This is Part 2 of a four-part series on building a true agentic analytics platform. Part 1 introduced the three pillars: data unification, data meaning, and governed agentic access. This post goes deep on the first one.
Here's a problem that sounds mundane but is actually the root cause of most agentic analytics failures: AI agents can only answer questions about data they can see.
That seems obvious. But when you map it onto a real enterprise data environment (customer records in Salesforce, transactions in a data warehouse, telemetry logs in S3, product data in a PostgreSQL instance, and three-year-old historical data sitting in a legacy Oracle system) "what the agent can see" becomes a real architectural question.
The answer determines everything. Which questions can agents answer? Which insights do they miss? Whether they hallucinate because they're working with an incomplete context. Whether query times allow for real conversational interaction. Data unification is the foundation that makes the rest of agentic analytics work.
Why Agents Need a Complete, Unified View
Human analysts navigate fragmented data environments with patience, tribal knowledge, and a lot of Slack messages. They know that sales pipeline data lives in Salesforce, that the "canonical" customer table is in the warehouse (not the operational database), and that the S3 bucket in us-east-1 has the clickstream data they need. They've learned this over months.
Agents don't have that buffer. They operate based on what's available and what's described. If a data source isn't accessible, it simply doesn't exist from the agent's perspective. If it is accessible but improperly described, the agent will either skip it or use it incorrectly.

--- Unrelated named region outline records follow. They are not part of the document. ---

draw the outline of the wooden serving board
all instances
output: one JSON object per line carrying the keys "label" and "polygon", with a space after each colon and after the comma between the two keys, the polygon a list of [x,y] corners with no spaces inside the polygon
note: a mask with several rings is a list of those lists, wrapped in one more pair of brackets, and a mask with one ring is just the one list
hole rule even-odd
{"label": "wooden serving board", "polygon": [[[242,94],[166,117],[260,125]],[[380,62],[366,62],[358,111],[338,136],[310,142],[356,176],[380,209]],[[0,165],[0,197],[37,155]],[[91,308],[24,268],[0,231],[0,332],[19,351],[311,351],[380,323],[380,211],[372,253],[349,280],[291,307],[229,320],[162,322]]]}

This matters more for agents than for traditional analytics in one important way: agents are often asked to synthesize across domains. A question like "Which customer segments have the highest support costs relative to their revenue?" requires joining customer revenue data (warehouse), support ticket data (probably a SaaS tool or operational database), and customer segment definitions (maybe a CRM or an internal taxonomy table). No single source has all of it.
Without data unification, an agent either gives a partial answer or gives up.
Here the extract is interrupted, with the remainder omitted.